Students and young researchers, keen to make their mark, have a chance to explore new uses and reaction pathways for compounds like 3-Nitro-O-Xylene. Mentoring those entering the field, I’ve seen excitement bloom as chemists realize that even seemingly ‘routine’ intermediates open doors to breakthroughs in medicine, materials, and energy. The trick lies in knowing your starting materials inside out—trusting what’s known, but always pressing for the next insight.
Production and downstream use of 3-Nitro-O-Xylene generate waste streams that demand care and planning. Years spent working in labs with up-to-date waste handling protocols taught me that the small daily habits—proper segregation, neutralization, documentation—add up to safer workplaces. Environmental stewardship for nitroaromatics remains a work in progress, with every new method trialed and every improved scrubber or containment system bringing the industry closer to its goals.
The regulatory push for a smaller environmental footprint grows sharper every year. Facilities that invest in energy-efficient synthesis routes, better VOC capture, and improved recycling systems don’t just meet compliance—they earn credibility with customers and the broader public. Trust builds slowly in this field, but can disappear overnight with a single preventable incident. That lesson follows anyone who’s ever faced a regulatory inquiry or community concern firsthand.

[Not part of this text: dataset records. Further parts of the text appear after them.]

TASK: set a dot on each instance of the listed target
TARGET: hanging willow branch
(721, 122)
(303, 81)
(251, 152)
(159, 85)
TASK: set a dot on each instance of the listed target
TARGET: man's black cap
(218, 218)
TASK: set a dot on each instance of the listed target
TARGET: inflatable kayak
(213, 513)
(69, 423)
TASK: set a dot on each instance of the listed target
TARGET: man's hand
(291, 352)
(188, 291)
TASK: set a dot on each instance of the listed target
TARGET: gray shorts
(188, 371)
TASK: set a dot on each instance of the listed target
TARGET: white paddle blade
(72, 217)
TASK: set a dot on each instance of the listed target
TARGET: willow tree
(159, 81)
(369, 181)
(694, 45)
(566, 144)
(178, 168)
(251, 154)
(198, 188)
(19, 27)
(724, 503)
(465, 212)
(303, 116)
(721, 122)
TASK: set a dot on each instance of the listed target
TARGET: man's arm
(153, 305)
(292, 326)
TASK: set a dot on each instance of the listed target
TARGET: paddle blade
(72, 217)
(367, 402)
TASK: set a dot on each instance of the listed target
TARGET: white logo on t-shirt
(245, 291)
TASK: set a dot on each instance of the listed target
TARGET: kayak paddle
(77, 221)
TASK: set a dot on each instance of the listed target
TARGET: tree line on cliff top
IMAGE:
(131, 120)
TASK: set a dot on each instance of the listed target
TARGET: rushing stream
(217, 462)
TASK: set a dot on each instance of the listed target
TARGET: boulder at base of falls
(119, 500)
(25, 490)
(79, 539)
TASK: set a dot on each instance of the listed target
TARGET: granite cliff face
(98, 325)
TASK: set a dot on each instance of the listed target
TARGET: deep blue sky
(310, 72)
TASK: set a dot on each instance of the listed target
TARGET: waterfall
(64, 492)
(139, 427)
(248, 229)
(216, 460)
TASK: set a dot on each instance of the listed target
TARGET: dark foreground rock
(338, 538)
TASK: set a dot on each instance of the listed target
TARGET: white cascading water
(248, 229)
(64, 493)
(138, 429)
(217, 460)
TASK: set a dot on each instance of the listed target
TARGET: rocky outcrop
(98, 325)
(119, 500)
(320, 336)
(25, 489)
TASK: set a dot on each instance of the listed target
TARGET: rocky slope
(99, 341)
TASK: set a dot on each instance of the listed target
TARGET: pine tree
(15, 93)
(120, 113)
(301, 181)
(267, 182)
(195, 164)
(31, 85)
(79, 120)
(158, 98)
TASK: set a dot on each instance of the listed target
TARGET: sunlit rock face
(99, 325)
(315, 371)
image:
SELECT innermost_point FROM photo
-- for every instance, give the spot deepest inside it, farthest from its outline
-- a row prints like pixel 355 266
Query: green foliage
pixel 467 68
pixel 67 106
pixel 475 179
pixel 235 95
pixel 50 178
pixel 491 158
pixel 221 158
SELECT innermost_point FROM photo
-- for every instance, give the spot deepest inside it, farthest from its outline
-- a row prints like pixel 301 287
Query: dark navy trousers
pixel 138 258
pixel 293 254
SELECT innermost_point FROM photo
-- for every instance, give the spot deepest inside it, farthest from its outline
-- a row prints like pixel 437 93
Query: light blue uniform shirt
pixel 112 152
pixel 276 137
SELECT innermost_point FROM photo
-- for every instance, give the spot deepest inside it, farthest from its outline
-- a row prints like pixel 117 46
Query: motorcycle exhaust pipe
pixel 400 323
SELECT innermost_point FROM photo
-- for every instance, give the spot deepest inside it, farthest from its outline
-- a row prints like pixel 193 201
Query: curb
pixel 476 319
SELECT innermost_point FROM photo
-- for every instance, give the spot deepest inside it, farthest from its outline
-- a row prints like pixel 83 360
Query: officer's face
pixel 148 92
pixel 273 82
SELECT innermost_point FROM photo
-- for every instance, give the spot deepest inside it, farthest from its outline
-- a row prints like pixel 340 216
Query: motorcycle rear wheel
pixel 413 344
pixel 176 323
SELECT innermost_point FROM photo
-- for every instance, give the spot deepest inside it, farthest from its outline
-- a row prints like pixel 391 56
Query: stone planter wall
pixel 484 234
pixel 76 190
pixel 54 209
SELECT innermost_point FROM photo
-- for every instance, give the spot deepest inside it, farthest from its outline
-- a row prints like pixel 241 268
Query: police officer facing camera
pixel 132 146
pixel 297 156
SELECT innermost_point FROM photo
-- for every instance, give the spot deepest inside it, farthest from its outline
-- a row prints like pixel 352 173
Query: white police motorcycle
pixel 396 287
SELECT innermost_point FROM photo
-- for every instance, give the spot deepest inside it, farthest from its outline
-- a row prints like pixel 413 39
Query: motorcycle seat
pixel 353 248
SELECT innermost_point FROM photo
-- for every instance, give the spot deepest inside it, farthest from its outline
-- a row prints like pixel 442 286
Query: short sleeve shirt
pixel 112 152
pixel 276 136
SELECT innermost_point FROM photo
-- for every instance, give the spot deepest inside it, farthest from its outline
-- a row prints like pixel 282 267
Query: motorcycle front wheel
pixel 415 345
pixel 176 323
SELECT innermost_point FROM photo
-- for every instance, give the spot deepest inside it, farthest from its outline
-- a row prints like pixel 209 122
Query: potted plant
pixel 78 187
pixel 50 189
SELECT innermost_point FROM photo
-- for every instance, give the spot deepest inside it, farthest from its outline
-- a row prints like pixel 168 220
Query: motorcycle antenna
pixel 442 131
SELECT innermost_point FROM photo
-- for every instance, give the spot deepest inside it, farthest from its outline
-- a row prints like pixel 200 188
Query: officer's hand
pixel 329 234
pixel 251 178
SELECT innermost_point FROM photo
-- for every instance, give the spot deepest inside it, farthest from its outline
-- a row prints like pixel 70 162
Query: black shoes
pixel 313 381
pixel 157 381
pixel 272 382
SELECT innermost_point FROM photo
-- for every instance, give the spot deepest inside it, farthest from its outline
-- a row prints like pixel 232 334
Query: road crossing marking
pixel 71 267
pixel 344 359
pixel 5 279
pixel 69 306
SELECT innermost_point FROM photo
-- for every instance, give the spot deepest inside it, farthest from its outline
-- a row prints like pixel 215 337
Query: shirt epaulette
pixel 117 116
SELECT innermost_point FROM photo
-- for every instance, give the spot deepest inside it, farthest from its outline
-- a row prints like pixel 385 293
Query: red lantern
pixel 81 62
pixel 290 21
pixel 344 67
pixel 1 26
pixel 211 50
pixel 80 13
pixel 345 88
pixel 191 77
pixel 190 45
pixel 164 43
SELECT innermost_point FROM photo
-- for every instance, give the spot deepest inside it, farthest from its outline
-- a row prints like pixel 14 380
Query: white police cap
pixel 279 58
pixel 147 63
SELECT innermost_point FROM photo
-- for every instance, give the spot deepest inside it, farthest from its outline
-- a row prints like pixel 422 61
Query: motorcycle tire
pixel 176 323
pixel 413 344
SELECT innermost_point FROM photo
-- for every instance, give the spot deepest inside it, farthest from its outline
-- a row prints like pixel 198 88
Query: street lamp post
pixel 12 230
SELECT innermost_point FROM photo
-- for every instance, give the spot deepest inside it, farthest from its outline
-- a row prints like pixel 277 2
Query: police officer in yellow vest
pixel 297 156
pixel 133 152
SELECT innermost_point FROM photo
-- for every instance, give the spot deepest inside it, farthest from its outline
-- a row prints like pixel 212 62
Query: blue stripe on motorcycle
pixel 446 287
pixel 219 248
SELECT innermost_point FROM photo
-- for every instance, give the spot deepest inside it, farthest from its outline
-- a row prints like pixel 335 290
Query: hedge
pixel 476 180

On the broader canvas, collaborative efforts among chemical producers, researchers, and end-users to recover, treat, and reuse byproducts enhance both sustainability and long-term business resilience. Industry conferences and shared databases help teams keep pace with innovations, benchmark best practices, and tackle persistent risks head-on. It’s worth the time to stay informed—both for the environment’s sake and to future-proof every stage of the value chain.
3-Nitro-O-Xylene represents more than a simple product on a catalog page. Years working across the chemical industry drilled in the importance of drawing on hard data, shared wisdom, and hands-on troubleshooting. This compound’s specific utility, clear differences from its isomers, and the practical realities surrounding its sourcing and safety have etched its place in the toolkit for anyone serious about specialty synthesis.
Professional growth, team safety, and commercial success all spring from deeper knowledge of both molecule and market. From overseeing large-scale syntheses to fine-tuning R&D pipelines, I’ve found that returning to the basics—reliable supply, honest assessment of quality, and proactive handling of risks—pays off across cycles and seasons. The story of 3-Nitro-O-Xylene hasn’t stopped being written, and its next chapter will likely reflect an industry that’s not afraid to keep learning, adapting, and striving for better.